China's total tax revenue dropped 9 percent year-on-year last month, continuing with the declining momentum in October, which may dampen the country's ambitious stimulus plan to tackle the global financial crisis, according to a report published by the Economic Observer newspaper today citing insiders.
Tax revenues may continue to dip further in December, the report said, citing an anonymous Ministry of Finance official.
The central government unveiled a 4-trillion-yuan ($586 billion) stimulus package on Nov 9 to expand domestic demand, in which the central government would contribute 1.18 trillion yuan in the next two years. Currently, China's local investment packages have reportedly amounted to 18 trillion yuan.
In October, China registered a 0.3 percent year-on-year drop in tax revenues, the first time in a single month this year, the report said.

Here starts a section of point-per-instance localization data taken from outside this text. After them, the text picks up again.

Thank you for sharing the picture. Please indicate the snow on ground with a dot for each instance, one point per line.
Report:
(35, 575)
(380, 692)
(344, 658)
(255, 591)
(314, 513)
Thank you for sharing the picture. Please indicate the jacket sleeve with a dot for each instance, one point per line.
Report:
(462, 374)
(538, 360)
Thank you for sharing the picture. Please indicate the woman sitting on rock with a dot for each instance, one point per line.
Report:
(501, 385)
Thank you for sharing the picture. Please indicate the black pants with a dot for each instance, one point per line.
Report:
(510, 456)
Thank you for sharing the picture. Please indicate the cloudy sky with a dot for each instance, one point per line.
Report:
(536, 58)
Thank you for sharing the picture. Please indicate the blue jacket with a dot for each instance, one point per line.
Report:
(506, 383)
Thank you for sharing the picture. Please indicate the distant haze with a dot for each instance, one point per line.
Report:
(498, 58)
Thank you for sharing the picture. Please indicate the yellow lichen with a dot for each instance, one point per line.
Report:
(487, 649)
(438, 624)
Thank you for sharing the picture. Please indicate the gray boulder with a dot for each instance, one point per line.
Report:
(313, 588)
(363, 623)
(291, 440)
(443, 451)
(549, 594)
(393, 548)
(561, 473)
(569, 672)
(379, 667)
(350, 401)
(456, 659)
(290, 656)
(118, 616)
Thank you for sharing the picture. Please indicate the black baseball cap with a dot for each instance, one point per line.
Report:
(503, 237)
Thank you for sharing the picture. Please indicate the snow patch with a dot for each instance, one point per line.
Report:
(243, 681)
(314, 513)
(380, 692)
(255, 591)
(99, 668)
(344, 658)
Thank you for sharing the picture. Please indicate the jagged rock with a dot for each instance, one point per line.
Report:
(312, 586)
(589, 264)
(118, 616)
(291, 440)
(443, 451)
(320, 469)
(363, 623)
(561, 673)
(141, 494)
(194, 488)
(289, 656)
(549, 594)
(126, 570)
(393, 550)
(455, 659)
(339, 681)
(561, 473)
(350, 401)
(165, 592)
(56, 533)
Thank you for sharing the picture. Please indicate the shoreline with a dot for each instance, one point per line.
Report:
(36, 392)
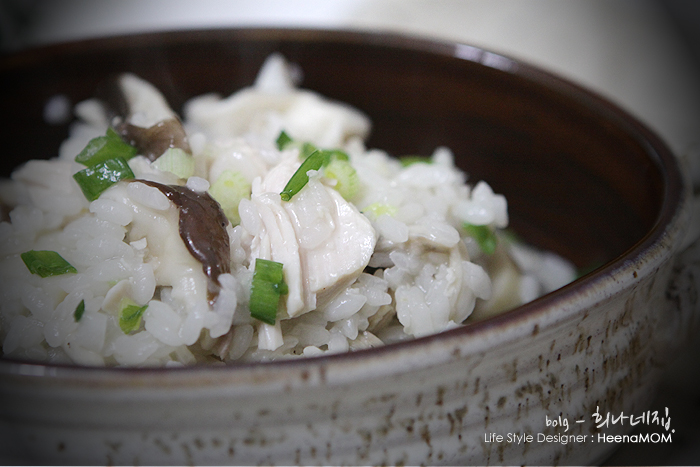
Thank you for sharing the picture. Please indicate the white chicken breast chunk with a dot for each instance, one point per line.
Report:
(323, 241)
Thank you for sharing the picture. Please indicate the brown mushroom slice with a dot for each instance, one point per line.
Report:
(202, 226)
(142, 116)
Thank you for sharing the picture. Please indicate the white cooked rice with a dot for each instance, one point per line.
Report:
(424, 276)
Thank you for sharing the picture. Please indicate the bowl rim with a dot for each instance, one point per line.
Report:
(642, 258)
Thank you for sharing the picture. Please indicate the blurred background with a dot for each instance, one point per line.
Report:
(643, 55)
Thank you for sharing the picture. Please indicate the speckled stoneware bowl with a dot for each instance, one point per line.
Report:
(582, 178)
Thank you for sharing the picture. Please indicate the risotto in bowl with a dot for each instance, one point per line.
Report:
(306, 247)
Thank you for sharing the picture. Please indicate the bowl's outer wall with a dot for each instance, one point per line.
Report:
(576, 181)
(580, 179)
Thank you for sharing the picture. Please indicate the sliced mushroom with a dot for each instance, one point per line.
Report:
(142, 116)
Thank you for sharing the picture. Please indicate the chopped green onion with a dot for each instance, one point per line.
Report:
(97, 178)
(484, 236)
(378, 209)
(410, 160)
(130, 314)
(300, 177)
(46, 263)
(268, 286)
(348, 183)
(177, 161)
(228, 190)
(79, 310)
(106, 147)
(283, 140)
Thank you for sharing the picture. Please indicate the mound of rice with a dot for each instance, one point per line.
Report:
(387, 258)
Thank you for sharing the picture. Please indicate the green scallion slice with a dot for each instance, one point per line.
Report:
(268, 286)
(46, 263)
(97, 178)
(79, 311)
(130, 314)
(348, 183)
(300, 177)
(105, 147)
(484, 236)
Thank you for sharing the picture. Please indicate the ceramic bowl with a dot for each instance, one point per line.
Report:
(583, 179)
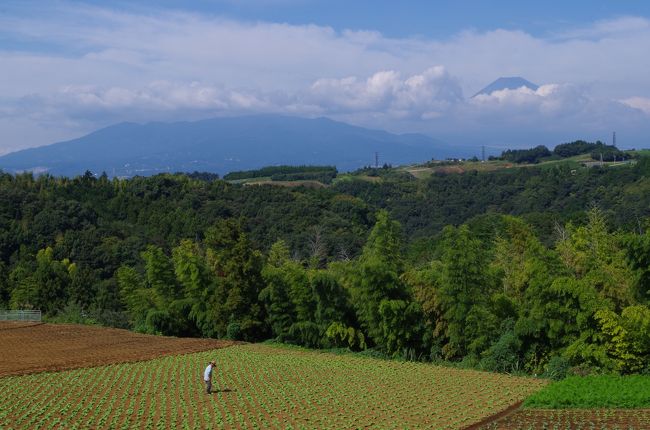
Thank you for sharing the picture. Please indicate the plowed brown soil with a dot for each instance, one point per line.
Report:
(34, 347)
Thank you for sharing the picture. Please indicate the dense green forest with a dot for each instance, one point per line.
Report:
(527, 269)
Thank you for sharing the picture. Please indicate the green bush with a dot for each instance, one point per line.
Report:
(601, 391)
(557, 368)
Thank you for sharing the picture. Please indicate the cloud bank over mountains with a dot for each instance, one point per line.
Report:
(102, 66)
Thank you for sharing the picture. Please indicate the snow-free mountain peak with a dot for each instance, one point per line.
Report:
(509, 83)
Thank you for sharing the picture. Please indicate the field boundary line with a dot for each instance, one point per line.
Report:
(493, 418)
(21, 326)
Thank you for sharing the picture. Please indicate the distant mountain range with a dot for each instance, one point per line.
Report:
(511, 83)
(221, 145)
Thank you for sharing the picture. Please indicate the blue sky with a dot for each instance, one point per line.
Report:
(70, 67)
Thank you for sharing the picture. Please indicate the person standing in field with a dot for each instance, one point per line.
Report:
(207, 377)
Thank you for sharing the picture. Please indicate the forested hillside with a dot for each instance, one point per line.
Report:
(535, 269)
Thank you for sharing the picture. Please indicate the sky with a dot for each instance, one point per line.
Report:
(68, 68)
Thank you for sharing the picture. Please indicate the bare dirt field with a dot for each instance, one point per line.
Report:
(36, 347)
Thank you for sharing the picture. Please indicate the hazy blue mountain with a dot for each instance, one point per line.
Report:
(222, 145)
(511, 83)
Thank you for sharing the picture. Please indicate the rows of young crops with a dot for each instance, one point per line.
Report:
(575, 419)
(258, 386)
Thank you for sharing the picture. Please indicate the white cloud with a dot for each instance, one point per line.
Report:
(421, 95)
(107, 66)
(640, 103)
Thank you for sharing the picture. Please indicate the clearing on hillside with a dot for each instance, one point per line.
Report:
(37, 347)
(260, 386)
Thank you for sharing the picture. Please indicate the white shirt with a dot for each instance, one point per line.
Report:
(207, 375)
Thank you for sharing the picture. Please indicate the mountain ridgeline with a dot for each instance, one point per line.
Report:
(222, 145)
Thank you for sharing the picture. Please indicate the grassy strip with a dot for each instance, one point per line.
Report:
(603, 391)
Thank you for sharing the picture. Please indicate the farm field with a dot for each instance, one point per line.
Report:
(35, 347)
(549, 419)
(259, 386)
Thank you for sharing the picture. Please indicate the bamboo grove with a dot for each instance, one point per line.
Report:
(472, 279)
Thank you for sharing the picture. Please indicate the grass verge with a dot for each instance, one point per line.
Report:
(601, 391)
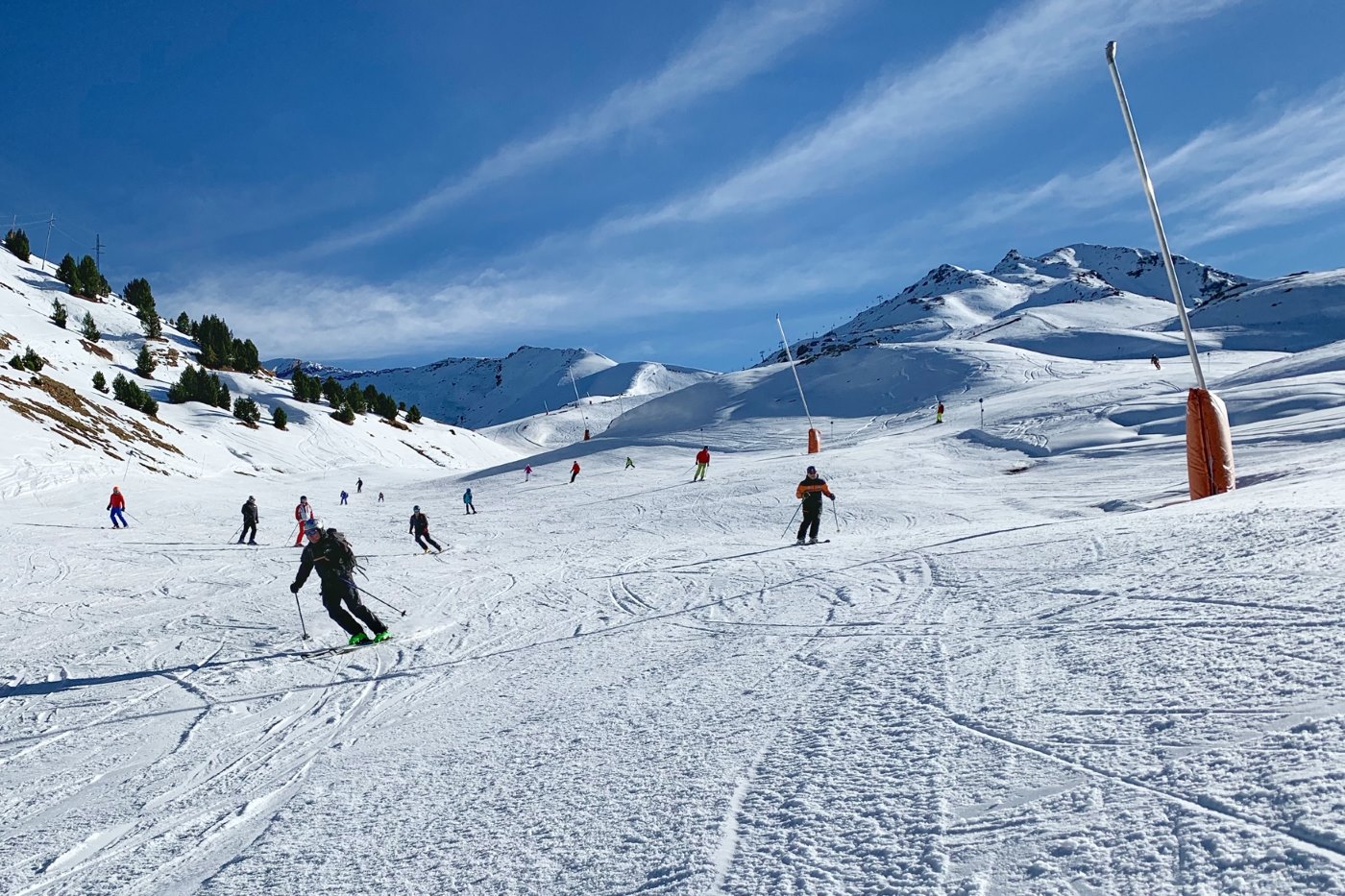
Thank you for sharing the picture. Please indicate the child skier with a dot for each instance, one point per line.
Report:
(116, 503)
(303, 514)
(331, 554)
(251, 516)
(420, 526)
(811, 490)
(702, 460)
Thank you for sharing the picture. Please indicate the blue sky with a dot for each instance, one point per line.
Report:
(403, 182)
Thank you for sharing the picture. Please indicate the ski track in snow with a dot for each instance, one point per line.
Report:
(635, 685)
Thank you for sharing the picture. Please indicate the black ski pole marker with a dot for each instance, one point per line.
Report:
(302, 626)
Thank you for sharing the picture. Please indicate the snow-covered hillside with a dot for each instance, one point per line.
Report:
(1021, 661)
(60, 428)
(486, 392)
(1098, 303)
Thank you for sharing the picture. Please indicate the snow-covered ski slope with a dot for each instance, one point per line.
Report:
(1099, 303)
(58, 428)
(1025, 662)
(488, 392)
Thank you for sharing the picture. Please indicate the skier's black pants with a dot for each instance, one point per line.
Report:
(811, 520)
(345, 591)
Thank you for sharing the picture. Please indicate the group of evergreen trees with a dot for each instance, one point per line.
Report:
(85, 280)
(197, 385)
(16, 241)
(350, 400)
(219, 349)
(143, 299)
(134, 396)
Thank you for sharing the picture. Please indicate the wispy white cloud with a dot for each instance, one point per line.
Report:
(1012, 63)
(736, 46)
(1228, 180)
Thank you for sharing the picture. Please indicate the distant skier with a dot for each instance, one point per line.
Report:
(702, 460)
(333, 559)
(303, 513)
(249, 529)
(811, 490)
(420, 527)
(116, 503)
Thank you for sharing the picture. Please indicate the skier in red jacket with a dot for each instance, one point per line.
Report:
(702, 460)
(116, 503)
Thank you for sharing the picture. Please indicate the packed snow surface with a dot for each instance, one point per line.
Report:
(1038, 670)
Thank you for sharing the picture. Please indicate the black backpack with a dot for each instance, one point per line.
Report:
(342, 553)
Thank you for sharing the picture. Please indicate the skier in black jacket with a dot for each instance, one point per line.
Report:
(330, 553)
(249, 530)
(420, 526)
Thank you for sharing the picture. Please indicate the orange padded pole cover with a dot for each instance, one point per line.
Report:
(1210, 446)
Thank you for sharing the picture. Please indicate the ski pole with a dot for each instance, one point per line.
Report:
(302, 626)
(380, 600)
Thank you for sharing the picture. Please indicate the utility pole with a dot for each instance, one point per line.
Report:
(46, 252)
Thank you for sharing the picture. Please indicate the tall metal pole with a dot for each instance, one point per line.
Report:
(794, 370)
(46, 254)
(1153, 211)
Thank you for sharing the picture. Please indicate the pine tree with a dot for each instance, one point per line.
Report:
(145, 362)
(16, 241)
(91, 282)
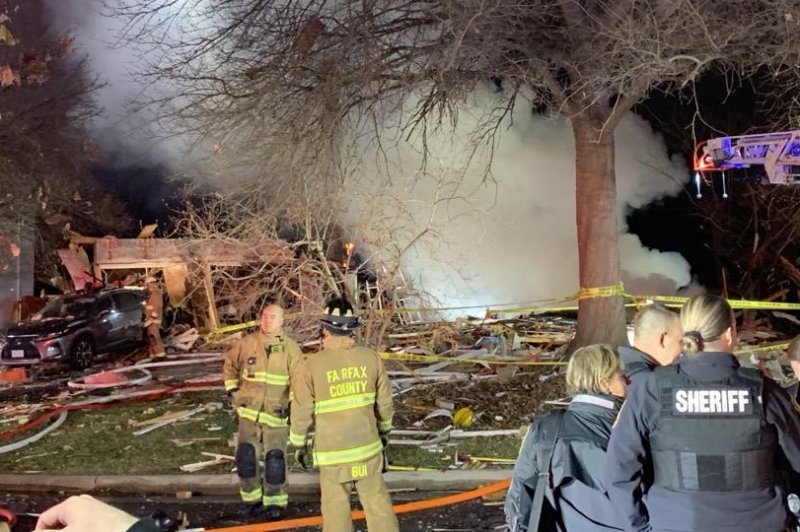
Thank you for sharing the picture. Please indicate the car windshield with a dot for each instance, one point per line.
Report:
(64, 308)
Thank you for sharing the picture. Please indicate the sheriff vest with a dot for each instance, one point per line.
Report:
(735, 401)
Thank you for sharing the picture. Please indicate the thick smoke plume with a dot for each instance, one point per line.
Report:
(511, 238)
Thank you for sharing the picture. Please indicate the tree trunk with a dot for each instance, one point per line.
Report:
(600, 319)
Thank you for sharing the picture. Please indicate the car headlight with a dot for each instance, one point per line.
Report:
(52, 336)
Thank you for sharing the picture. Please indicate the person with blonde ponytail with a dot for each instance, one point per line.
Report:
(708, 432)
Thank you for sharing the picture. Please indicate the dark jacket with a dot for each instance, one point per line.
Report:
(759, 510)
(636, 364)
(576, 491)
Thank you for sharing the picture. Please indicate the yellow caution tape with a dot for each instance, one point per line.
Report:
(409, 468)
(779, 346)
(549, 305)
(601, 291)
(408, 357)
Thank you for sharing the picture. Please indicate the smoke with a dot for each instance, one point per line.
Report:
(124, 130)
(511, 239)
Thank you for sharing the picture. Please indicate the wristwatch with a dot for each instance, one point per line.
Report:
(146, 524)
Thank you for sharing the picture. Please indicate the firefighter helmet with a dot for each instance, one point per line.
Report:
(339, 317)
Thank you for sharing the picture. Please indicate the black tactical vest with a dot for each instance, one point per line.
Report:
(712, 435)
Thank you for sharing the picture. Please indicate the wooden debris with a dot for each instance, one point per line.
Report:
(185, 443)
(447, 405)
(171, 420)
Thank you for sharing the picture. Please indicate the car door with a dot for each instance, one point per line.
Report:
(130, 307)
(108, 323)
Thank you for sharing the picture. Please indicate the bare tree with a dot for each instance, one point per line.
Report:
(315, 72)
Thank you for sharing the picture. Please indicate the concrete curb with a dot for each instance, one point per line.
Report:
(229, 484)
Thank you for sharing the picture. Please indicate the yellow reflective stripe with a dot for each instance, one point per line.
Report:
(272, 421)
(262, 418)
(268, 378)
(276, 500)
(357, 454)
(252, 495)
(298, 440)
(326, 406)
(385, 425)
(247, 413)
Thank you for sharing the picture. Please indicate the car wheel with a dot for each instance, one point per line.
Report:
(82, 353)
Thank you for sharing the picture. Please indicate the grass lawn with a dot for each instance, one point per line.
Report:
(102, 443)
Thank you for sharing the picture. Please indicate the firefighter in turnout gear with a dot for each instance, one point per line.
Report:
(344, 391)
(709, 433)
(257, 374)
(153, 312)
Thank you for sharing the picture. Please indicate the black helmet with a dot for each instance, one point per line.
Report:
(339, 317)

Analysts attributed the declining tax revenue to the country's economic slowdown and the global financial turmoil.
According to the report, the State Administration of Taxation has ordered local taxation departments to strengthen management to achieve this year's goals. The Ministry of Finance also called for increasing tax revenues and cutting expenditures to ensure meeting fiscal revenue targets.
In the first half of this year, China's tax revenue surged 31 percent compared with the same period of last year. But the year-on-year growth fell to 11 percent in August, 31.9 percentage points lower than a year ago. The year-on-year tax revenue growth in September plummeted to 2.5 percent.
Statistics from the Ministry of Finance show that tax revenues account for more than 96 percent of China's fiscal revenues.